講師を務めた「INSPi」の杉田さん(左)=横浜市鶴見区

 ヤングケアラーとその家族を包括支援する一般社団法人「Omoshiro」(横浜市鶴見区)が18日、人気アカペラグループ「INSPi」の杉田篤史さん(44)を講師に招き、ハーモニーを通じてコミュニケーションを学ぶワークショップ(WS)を行った。参加した子どもたちは、リズムや音を重ねて生まれるハーモニーを楽しんだ。

 会場に、未就学児から19歳までの年齢がバラバラの子どもたちが続々と集まる。スタッフや親と共に3グループに分かれ、リズムや「ジングルベル」の曲に合わせるコーラスのアレンジを考えていく。楽器は自らの体。
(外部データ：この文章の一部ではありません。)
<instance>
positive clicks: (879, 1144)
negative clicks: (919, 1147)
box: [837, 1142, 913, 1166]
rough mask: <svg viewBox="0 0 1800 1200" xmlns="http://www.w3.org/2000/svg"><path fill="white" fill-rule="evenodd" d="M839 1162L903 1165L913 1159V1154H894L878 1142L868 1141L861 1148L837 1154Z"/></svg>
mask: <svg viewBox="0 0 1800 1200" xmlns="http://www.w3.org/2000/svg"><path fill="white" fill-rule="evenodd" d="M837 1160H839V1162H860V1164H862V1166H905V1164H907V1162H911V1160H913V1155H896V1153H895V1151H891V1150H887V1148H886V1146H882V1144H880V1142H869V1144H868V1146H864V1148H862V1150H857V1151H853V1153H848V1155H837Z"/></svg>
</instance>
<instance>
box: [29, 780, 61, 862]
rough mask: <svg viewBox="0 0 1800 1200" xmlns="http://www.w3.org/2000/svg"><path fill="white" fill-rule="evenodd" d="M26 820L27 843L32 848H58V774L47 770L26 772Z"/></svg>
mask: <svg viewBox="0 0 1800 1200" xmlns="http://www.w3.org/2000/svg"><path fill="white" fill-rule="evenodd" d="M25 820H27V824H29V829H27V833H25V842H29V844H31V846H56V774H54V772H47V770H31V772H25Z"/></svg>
練習後に全体で合わせると、音が重なってハーモニーが生まれた。

 「音楽は正しい、正しくないではなく、いかにお互いが楽しめる場をつくれるか」と杉田さん。ハーモニーをつくるためには相手に自分の音を伝え、相手が出す音をよく聴いて合わせる必要があるとし、「違いがあるからこそハーモニーができる。違いに嫌悪感や警戒心を持つのではなく、違いを面白いと感じてもらえれば」とWSの狙いを語る。

 同団体の勝呂ちひろ代表理事は、精神疾患を抱える親と暮らし、生きづらさを抱える子どもたちにとって、自らの思いや困り事を伝える力をつける意義は大きいと指摘。イベントでは、ある子どもから出た突拍子もない「かけ声」の提案を周囲の大人が否定せずに、ハーモニーに生かすシーンがあった。「何げないかけ声に意味や体験がつき、翌日も子どもたちの合い言葉になっていた。心に残る経験をつくれてよかった」と振り返った。